Take this image for example.
I shot this last weekend in the Madikwe Game Reserve. This is one of the middle images of a fantastic sequence of images which shows the two lions walking towards, and ultimately past us, one by one.
As I was shooting these images my little photographic voice must have sounded something like this.
i am on av mode right? now i need to try and blur the back lion without making him too out of focus so you can’t see what it it. i wonder if the sky will burn out. hey, what is my iso? perhaps i should rather shoot this on the d3s. nah, the d7000 will do. should i be underexposing slightly? damn, if that back lion doesn’t move i might cut him out the frame. should i have him in? yeah, i reckon it’ll make a better story. man i love this 200-400mm lens but if these cats keep coming closer i am going to have have to grab the 70-200mm very quickly. wonder if my other camera is set up correctly? loving this nice low angle. glad there is now one else around. zoom out a bit. come one, give me some eye contact. yes, there it is. but now the two of you are in a line. i would really like some space between the two of you slightly apart so you don’t merge in the frame. did i check my shutter speed? yeah, sure it’s ok. i definitely think this works best as a portrait shot but shouldn’t i try a landscape orientation as well? nah, not yet. damn that sky in the corner looks bright. perhaps too bright. eish, if this all happened 5 minutes later the sun would be breaking over the horizon and casting some amazing light from the right. yeah, gonna miss that. ah here he comes again. zoom out a bit. nice eye contact by would be pretty cool if the front cat could lift his leg to walk closer. will add nice feeling of movement to the image. will also get him away from the cat in the back and split them in the frame. wonder if my depth of field is too shallow? shouldn’t i increase it a bit to get just a bit more detail to the lion in the back? rule of thirds – check. hey, just remember that you are looking through a zoom lens and this large cat is coming closer all the time. need to remember that i have a very nice, low angle but that i might need to, umm, move when he comes closer. here he comes again. should i change my aperture now? keep it the same? still wondering about that bright light in the corner. hey, i wonder if i could get both cats sharp and in focus. yeah, my horizon is straight. nah, won’t work as that’ll loose the effect i am getting here. if this cat keeps coming closer i can zoom in again and get some kick-ass close ups. then again, that’s been done too often. you know what will be even better – a wide angle with the lion walking right next to me. yeah, that would be cool but not from where i currently find myself. zoom out. man i love this angle…
And it goes on and on.
And on and on.
There are no breaks, no pattern, but everything this little voice says revolves around the scene and subject in the viewfinder. That little voices focuses completely on the moment and that is the important thing.

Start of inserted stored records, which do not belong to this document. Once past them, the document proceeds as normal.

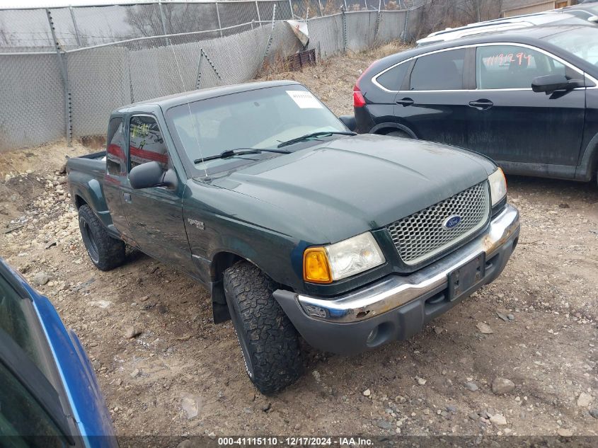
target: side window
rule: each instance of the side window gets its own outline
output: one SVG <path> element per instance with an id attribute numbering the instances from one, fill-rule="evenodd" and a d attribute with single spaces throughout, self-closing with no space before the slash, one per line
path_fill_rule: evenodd
<path id="1" fill-rule="evenodd" d="M 122 118 L 113 118 L 108 124 L 108 138 L 106 146 L 106 170 L 112 176 L 122 176 L 125 173 L 125 133 Z"/>
<path id="2" fill-rule="evenodd" d="M 401 90 L 401 86 L 403 84 L 403 80 L 405 78 L 405 74 L 407 73 L 407 69 L 409 68 L 409 62 L 399 64 L 376 78 L 376 81 L 384 88 L 391 91 L 399 91 Z"/>
<path id="3" fill-rule="evenodd" d="M 537 76 L 580 75 L 568 67 L 535 50 L 516 45 L 478 47 L 476 51 L 478 88 L 531 88 Z"/>
<path id="4" fill-rule="evenodd" d="M 422 56 L 411 71 L 411 90 L 461 90 L 465 49 Z"/>
<path id="5" fill-rule="evenodd" d="M 47 373 L 32 331 L 30 319 L 34 318 L 25 309 L 25 300 L 0 275 L 0 329 L 23 349 L 40 370 Z"/>
<path id="6" fill-rule="evenodd" d="M 62 432 L 35 398 L 0 363 L 0 435 L 10 446 L 60 448 Z M 3 437 L 4 438 L 4 437 Z M 3 446 L 4 446 L 3 444 Z"/>
<path id="7" fill-rule="evenodd" d="M 129 158 L 131 168 L 156 161 L 166 171 L 168 168 L 168 151 L 158 123 L 152 117 L 136 115 L 129 124 Z"/>

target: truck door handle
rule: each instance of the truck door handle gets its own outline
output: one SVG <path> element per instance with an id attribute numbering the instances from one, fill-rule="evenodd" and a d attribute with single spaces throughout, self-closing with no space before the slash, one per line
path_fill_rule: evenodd
<path id="1" fill-rule="evenodd" d="M 486 109 L 490 109 L 492 106 L 493 106 L 494 103 L 490 100 L 481 99 L 478 100 L 477 101 L 469 101 L 469 105 L 472 108 L 476 108 L 478 110 L 485 110 Z"/>
<path id="2" fill-rule="evenodd" d="M 404 98 L 402 100 L 397 100 L 396 103 L 400 104 L 403 107 L 411 105 L 414 101 L 410 98 Z"/>

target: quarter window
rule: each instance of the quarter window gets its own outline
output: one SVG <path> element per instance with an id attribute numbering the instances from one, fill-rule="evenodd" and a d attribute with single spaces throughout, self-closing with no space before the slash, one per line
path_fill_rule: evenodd
<path id="1" fill-rule="evenodd" d="M 415 61 L 411 71 L 411 90 L 461 90 L 465 49 L 433 53 Z"/>
<path id="2" fill-rule="evenodd" d="M 478 47 L 476 71 L 478 88 L 483 89 L 531 88 L 537 76 L 576 76 L 573 70 L 544 53 L 516 45 Z"/>
<path id="3" fill-rule="evenodd" d="M 166 171 L 168 167 L 168 151 L 158 122 L 152 117 L 136 115 L 129 126 L 129 157 L 131 168 L 156 161 Z"/>
<path id="4" fill-rule="evenodd" d="M 376 81 L 384 88 L 391 91 L 399 91 L 401 90 L 401 86 L 403 84 L 403 80 L 405 78 L 405 74 L 407 73 L 407 69 L 409 68 L 409 65 L 410 64 L 408 62 L 399 64 L 379 76 L 376 78 Z"/>
<path id="5" fill-rule="evenodd" d="M 108 139 L 106 147 L 106 169 L 108 174 L 120 176 L 125 172 L 125 134 L 122 119 L 113 118 L 108 124 Z"/>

You need to learn to trust that little photographic voice in your head. You need to listen to it and allow it to guide you. Sure, it might seem like it’s jumping all over the place but regardless of this, your photogrpahic voice will focus on the moment and you need to learn to trust yourself. The more you trust that little voice – which gets better with time – the better your images will become. The more YOU your images will become.
By shooting more, looking at other people’s work, doing course, workshops, sharing, talking and shooting with other people your voice will, well, find it’s voice. And when this happens you can allow that voice to start guiding you towards better wildlife images.
There is nothing better in this world to get lost in the moment when you pick up a camera when you are out in the field so let your photographic voice guide you.
So, what does YOUR photographic voice tell you?